Prevents Fixation on Little ‘q’
Reducing defects and production processes is an important part of achieving continuous improvement but can lead managers to miss more beneficial gains by adjusting to shifting customer demands. A firm’s products and services compete in a dynamic market, and how customers use them can change over time. For example, changing mobile technology created a need for car stereo systems to sync with smart phones.
An Industry Example of Big ‘Q’
Apple’s transition from a computer manufacturer to a consumer electronics firm is a classic example of strategic ‘Q’ thinking. Rather than focusing on building more reliable and better-performing computers, CEO Steve Jobs instead understood that computer software combined with digital sound technology could blow away portable music players using analog media.
In short, Apple found a way to build small computers that exceeded the expectations of people who wanted portable music players.
After introducing the iPod in 2001, Apple launched more innovative consumer electronics products such as the iPhone, iPad, and the Apple Watch. Today, over 70% of Apple’s sales come from consumer electronics and only 30% from computers. This transformation took Apple from a computer manufacturer with a declining stock price to an electronics company with the largest market cap in the world.
Best Practices When Thinking About Big ‘Q’

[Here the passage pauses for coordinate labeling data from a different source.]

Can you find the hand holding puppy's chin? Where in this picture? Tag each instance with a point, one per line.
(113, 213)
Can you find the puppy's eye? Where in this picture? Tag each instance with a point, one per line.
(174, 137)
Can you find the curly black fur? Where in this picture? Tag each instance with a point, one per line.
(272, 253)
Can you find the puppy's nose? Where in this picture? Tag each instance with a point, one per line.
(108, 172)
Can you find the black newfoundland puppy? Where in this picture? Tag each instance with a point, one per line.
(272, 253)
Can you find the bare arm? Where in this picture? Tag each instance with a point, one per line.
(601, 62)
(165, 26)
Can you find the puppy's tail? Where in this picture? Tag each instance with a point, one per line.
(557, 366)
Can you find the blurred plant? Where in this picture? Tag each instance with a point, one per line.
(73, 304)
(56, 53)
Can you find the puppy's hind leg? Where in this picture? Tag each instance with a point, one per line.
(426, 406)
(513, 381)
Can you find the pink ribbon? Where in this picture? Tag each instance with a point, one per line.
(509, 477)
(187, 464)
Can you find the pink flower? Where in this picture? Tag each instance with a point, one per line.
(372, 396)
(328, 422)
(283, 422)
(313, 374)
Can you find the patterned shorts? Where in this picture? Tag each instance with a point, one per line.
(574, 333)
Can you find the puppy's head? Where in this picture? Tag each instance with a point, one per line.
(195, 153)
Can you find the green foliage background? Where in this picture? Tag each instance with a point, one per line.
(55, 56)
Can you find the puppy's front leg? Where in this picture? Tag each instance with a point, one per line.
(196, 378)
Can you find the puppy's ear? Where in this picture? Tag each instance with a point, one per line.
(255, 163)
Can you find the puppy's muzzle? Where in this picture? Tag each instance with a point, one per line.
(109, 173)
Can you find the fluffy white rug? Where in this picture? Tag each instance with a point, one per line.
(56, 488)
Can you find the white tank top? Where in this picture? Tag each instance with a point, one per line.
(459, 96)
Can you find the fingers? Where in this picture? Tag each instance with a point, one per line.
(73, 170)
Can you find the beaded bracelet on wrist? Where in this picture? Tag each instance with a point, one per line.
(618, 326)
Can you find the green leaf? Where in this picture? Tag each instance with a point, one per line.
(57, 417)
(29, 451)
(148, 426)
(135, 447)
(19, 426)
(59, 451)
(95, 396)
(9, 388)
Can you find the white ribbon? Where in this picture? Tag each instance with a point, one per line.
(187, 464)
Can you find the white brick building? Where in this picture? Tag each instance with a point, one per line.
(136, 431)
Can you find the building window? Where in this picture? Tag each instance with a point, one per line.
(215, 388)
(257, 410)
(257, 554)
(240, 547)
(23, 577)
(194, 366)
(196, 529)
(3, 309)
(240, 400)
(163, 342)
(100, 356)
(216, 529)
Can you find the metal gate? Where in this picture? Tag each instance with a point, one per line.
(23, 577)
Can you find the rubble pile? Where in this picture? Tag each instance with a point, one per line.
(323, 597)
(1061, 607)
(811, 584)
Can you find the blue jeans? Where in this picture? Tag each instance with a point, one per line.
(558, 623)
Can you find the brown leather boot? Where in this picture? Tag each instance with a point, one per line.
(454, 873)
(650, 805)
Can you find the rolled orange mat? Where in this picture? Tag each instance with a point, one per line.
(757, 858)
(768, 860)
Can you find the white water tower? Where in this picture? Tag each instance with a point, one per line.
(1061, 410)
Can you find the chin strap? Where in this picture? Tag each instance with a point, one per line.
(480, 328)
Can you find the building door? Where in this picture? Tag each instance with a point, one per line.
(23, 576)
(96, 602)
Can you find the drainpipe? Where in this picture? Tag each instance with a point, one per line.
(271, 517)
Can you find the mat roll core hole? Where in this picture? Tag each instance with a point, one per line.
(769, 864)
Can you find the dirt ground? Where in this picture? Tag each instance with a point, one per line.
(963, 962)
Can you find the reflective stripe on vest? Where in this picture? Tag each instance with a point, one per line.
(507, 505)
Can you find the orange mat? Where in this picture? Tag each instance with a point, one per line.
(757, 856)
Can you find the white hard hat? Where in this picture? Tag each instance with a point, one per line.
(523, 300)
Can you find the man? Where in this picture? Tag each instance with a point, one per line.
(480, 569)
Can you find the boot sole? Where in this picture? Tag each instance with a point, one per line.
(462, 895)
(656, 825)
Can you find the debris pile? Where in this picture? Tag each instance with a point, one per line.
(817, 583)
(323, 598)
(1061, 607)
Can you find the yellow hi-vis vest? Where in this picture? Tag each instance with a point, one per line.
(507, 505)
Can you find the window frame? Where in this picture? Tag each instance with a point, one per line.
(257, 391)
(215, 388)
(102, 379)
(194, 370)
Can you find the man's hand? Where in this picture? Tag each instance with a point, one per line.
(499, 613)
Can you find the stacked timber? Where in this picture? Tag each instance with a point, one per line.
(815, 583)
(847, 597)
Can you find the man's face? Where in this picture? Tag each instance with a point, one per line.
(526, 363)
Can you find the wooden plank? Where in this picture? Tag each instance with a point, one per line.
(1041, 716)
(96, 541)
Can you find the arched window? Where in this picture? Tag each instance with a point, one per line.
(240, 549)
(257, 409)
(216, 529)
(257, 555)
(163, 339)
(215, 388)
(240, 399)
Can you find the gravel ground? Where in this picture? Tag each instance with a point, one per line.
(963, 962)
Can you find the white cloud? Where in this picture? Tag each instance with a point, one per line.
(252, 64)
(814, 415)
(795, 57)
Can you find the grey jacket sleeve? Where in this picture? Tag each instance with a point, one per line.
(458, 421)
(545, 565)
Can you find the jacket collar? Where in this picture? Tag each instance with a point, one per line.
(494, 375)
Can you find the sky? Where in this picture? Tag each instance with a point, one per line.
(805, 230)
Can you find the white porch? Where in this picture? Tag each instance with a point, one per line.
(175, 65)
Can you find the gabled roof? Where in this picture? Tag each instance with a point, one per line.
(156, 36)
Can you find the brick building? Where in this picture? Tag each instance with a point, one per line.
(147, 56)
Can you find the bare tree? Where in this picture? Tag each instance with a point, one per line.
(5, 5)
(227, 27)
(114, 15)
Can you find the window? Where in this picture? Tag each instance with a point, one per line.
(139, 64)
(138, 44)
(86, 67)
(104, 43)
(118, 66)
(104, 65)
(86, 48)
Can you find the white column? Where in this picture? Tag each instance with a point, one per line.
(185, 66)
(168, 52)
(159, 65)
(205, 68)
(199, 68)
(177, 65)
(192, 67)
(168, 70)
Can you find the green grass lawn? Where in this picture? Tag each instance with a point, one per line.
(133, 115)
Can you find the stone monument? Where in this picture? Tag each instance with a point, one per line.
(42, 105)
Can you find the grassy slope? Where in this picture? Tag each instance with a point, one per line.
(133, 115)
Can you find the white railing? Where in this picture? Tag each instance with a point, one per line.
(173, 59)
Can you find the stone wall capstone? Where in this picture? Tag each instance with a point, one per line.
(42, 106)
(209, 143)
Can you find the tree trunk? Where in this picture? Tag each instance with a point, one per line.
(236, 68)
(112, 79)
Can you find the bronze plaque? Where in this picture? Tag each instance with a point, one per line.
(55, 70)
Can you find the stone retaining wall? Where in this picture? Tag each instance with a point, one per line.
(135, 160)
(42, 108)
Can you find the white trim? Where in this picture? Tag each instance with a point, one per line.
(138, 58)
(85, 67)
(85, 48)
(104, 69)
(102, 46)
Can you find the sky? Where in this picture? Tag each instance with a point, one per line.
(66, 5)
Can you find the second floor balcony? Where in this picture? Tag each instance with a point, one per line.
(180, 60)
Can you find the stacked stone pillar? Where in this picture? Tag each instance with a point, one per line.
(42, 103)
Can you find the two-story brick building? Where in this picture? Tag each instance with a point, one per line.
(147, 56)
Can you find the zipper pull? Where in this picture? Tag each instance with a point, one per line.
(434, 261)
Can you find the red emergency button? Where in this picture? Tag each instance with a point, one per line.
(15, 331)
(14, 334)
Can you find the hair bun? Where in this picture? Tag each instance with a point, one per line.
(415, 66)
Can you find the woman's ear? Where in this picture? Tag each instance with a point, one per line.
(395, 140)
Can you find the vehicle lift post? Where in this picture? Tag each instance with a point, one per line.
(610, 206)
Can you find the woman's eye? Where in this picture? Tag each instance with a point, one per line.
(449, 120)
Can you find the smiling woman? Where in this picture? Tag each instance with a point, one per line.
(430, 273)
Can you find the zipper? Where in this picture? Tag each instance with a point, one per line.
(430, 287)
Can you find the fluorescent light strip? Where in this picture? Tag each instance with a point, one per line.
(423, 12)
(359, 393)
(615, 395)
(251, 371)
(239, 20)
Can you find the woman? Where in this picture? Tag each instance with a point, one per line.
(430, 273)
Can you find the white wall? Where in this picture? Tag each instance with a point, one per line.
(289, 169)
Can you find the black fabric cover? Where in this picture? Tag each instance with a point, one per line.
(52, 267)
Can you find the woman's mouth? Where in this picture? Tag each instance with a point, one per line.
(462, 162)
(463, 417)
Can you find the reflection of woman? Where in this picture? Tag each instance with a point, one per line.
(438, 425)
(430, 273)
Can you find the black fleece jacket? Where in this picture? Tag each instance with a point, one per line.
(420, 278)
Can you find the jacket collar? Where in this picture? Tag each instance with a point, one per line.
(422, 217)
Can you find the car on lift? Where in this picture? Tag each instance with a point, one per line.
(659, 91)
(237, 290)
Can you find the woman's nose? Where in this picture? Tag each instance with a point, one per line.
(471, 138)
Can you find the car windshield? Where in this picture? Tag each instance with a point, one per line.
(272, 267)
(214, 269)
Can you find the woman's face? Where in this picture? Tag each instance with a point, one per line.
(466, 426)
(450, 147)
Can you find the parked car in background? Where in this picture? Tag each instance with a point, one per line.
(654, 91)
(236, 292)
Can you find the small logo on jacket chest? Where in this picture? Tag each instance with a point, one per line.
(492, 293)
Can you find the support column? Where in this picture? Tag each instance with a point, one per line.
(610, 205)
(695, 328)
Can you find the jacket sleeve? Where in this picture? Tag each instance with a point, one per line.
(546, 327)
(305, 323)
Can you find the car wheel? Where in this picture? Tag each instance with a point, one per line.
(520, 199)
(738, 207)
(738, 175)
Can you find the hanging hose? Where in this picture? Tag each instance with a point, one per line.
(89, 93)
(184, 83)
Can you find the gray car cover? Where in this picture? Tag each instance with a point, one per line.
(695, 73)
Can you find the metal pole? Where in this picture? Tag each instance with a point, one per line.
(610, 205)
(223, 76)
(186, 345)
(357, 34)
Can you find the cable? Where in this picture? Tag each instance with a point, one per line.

Define Quality As Ability to Meet Customer Needs
Many firms focus on the Six Sigma goal of eliminating product defects. However, a perfect product is useless if it doesn’t meet the customer’s needs. Focusing on satisfying the customer ensures that changes provide value.
Remember Customers State Needs in Their Own Language
Suppliers must understand the customer’s real needs behind their stated needs, and translate them into language that communicates to the supplier’s internal bureaucracy.
Do Not Stop Improvement Efforts At Data Collection
Building internal tools to measure processes and obtain feedback from customers isn’t an end goal. Performing those tasks without translating them into product changes to meet customer needs doesn’t increase value to the consumer.
Frequently Asked Questions About Big ‘Q’
What Is the Difference Between Big ‘Q’ and Little ‘q’?
Large ‘Q’ involves seeing the big picture behind all of the processes, products, and services provided by the organization. Little ‘q’ focuses on a small part of the organization that is directly related to producing products. Many times, failing to look at strategic front-end business processes prevents effective little ‘q’ manufacturing and quality control solutions.
How Does ‘Q’ Thinking Relate to Lean Six Sigma?
A six sigma management culture is a managerial method to reduce product defects to an exceptionally low level. This term often correlates to little ‘q’ and quality control management. Lean management focuses on eliminating waste from the production system.
Strategic ‘Q’ thinking limits waste by only making changes that provide value to the customer instead of perfecting a product with features that the customer doesn’t really want. Sound strategy helps fuse lean management with exceptional quality control to produce a complete lean six sigma culture that pervades the entire organization.
Doesn’t Continuous Improvement Contradict Eliminating Defects?
Constant tinkering with production processes does prevent production-level employees from developing the task efficiency needed to achieve six sigma defect elimination. However, preventing change from becoming “constant tinkering” is where strategic ‘Q’ analysis benefits an organization.
Part of large ‘Q’ management is creating a hierarchy of customer needs. Changing complex production processes is difficult. In practice, focusing improvement efforts on the customers’ top needs will prevent changes from becoming “constant tinkering” with production processes.